In a landmark ruling on Friday, May 22, 2026, the Federal Capital Territory High Court in Abuja threw out a $19.6 million lawsuit filed by Alternate Dimensions Ventures Ltd against the Nigerian National Petroleum Company Limited (NNPCL), affirming a key legal principle: a written contract cannot be expanded through oral agreements or conduct.

Alternate Dimensions had sought $19,600,000 in professional fees, claiming the scope of its Direct Sale, Direct Purchase (DSDP e-pro) contract with NNPCL was orally expanded. Represented by counsel Patrick Peter, the firm argued it was entitled to the revised sum for services rendered under the alleged new terms.

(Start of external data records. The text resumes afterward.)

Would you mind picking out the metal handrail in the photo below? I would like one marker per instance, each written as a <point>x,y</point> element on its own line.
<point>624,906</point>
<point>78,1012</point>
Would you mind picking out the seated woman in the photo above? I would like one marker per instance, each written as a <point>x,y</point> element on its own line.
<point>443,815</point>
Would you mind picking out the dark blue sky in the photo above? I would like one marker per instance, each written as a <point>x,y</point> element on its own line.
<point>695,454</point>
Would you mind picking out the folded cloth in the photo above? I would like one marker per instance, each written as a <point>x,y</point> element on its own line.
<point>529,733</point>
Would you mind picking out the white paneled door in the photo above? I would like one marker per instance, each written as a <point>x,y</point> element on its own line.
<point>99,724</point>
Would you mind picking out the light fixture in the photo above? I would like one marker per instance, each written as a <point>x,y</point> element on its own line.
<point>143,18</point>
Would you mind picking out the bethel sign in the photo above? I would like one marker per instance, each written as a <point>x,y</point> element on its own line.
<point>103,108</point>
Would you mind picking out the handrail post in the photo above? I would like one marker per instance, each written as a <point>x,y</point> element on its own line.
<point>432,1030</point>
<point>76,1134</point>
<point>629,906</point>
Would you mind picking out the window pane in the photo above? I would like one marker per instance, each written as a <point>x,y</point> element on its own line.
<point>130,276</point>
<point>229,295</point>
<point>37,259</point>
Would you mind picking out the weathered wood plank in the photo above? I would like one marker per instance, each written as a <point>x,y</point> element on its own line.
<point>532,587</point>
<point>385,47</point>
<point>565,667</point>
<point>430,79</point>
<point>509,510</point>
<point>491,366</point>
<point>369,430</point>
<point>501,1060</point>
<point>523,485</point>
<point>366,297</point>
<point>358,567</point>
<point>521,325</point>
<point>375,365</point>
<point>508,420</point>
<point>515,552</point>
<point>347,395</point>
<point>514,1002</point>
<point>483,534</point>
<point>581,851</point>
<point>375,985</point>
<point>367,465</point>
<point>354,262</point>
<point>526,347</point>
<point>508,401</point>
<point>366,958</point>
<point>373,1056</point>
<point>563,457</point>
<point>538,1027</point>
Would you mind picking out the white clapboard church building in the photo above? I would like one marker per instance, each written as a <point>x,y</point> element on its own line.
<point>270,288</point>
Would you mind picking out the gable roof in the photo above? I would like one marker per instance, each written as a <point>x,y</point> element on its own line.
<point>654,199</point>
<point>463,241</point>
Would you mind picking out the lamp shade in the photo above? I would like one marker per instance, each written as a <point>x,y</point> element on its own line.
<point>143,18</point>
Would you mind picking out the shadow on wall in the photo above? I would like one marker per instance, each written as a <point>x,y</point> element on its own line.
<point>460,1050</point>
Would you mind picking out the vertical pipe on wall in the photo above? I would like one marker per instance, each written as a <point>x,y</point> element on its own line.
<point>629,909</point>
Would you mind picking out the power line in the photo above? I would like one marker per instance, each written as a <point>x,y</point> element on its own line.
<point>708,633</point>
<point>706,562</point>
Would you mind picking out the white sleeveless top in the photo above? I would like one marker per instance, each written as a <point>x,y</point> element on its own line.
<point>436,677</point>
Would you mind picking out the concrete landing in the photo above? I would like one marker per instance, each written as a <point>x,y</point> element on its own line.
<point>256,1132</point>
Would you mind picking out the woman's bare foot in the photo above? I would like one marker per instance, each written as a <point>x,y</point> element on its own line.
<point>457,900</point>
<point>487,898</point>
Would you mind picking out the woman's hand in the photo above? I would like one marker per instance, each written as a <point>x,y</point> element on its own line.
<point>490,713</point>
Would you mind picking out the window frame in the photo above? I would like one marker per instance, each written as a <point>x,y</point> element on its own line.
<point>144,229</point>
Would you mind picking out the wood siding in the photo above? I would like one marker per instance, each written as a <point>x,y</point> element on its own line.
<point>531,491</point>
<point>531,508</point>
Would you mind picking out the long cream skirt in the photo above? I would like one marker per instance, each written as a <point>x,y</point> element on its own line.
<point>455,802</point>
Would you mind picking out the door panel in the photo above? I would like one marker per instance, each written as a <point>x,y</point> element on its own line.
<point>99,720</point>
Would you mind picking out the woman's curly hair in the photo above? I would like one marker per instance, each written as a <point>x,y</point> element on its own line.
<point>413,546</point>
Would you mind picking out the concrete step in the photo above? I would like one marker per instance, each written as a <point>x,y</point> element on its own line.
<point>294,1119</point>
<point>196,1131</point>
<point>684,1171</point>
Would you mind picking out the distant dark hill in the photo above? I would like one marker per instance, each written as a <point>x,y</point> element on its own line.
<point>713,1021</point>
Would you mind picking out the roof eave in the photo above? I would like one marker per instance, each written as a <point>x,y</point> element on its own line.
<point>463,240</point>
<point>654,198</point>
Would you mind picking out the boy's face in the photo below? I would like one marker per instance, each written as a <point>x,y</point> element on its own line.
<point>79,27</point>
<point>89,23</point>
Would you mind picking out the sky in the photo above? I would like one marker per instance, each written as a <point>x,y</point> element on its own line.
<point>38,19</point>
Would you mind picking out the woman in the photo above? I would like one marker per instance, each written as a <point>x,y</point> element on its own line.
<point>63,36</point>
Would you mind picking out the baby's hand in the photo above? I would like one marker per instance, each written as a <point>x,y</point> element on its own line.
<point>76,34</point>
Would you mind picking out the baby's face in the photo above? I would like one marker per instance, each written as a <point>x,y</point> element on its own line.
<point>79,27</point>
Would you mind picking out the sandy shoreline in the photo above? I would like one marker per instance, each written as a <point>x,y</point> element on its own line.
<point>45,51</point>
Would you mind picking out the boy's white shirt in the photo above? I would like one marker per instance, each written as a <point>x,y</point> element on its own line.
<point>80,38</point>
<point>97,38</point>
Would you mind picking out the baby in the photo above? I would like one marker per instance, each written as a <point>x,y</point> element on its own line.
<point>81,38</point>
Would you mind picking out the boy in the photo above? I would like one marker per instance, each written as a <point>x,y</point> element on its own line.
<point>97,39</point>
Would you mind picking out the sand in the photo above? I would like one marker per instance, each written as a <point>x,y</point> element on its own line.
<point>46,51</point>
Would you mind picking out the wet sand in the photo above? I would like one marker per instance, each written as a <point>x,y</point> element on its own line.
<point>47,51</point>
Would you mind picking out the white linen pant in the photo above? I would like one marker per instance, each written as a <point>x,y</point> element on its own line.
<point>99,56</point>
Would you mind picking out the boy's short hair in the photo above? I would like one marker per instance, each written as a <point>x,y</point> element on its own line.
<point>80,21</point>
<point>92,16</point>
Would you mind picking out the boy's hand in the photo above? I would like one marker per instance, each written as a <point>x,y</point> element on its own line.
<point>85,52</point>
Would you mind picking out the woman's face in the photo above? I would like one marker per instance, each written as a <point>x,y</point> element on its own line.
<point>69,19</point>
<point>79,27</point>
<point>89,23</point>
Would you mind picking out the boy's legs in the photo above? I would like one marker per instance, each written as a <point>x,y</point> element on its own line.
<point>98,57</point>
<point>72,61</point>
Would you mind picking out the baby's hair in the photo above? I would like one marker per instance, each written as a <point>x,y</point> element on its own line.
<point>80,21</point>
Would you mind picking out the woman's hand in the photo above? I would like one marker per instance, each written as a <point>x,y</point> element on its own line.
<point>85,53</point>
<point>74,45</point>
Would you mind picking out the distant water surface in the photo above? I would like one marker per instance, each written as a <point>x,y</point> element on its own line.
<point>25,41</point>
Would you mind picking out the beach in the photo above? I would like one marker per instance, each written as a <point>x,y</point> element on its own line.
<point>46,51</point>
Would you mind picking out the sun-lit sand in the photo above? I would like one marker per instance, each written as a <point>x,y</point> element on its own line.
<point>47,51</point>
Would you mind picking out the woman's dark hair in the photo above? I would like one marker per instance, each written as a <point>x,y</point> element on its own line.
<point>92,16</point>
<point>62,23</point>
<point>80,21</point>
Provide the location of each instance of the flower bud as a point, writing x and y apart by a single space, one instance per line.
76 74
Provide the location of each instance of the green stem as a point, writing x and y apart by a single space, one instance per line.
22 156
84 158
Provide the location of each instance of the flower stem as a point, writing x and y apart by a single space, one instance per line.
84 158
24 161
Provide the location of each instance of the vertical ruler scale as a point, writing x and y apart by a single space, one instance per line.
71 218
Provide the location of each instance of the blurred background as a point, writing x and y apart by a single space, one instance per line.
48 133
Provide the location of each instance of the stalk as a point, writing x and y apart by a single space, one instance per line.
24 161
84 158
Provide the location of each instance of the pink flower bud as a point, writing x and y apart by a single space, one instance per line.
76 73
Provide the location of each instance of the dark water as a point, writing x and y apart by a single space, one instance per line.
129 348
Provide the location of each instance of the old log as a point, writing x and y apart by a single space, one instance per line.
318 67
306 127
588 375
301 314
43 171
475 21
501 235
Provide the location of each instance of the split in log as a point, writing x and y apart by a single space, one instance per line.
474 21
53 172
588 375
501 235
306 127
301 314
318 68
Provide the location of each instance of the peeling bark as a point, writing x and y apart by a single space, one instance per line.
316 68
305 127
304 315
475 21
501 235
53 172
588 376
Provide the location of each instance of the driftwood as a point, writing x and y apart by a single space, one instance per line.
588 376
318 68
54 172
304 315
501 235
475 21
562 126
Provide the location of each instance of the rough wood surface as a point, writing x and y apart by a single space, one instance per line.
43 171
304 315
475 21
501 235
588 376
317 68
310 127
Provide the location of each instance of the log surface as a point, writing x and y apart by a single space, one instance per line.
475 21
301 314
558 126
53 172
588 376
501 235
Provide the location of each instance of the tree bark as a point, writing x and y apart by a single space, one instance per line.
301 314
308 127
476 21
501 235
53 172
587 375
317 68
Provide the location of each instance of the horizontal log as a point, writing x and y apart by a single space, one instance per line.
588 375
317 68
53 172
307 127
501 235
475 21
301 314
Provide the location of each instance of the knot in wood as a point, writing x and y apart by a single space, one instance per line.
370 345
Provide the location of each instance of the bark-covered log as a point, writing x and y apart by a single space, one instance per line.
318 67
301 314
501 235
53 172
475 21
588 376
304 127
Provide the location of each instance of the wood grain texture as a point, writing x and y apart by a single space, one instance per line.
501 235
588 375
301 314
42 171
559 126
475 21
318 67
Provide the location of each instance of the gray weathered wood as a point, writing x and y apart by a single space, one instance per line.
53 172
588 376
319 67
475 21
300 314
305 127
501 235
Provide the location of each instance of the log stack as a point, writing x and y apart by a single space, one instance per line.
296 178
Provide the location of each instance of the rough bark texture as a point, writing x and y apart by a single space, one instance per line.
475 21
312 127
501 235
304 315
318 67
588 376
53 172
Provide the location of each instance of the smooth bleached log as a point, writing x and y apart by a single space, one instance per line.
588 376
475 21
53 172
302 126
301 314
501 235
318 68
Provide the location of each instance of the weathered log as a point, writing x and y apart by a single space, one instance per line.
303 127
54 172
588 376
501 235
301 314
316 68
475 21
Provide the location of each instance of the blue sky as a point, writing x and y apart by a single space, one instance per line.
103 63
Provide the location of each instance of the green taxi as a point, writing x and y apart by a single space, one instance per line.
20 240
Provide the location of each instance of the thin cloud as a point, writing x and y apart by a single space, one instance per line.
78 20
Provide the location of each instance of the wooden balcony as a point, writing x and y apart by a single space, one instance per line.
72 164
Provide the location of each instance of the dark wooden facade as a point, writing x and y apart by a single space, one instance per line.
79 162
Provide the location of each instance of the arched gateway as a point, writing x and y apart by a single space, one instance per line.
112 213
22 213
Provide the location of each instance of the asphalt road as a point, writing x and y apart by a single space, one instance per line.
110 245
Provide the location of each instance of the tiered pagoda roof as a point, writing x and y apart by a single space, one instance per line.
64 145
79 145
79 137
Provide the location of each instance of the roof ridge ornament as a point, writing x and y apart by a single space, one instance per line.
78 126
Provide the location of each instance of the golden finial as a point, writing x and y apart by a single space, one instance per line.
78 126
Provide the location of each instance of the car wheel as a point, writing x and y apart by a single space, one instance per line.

But NNPCL, through its lawyer Ituah Imhanze of KENNA LP, pushed back sharply, arguing that parties are bound exclusively by the clear terms of their written agreement. Imhanze contended that without any written amendment, the claim was legally unsound, and the court agreed.

Delivering judgment, Justice Hamza Mu’azu upheld NNPCL’s defense, stating that the contract was unambiguous and that no evidence was adduced during the trial, which supported the alleged scope expansion. The court further found that NNPCL fully complied with all contractual terms and committed no breach.

Dismissing the suit as meritless, Justice Mu’azu reinforced the doctrine of sanctity of contract: any amendment to a written agreement must be express, unequivocal, and documented, not implied or verbal.

The ruling spares NNPCL from the S19.6 million claim and also a floodgate of similar potential liabilities.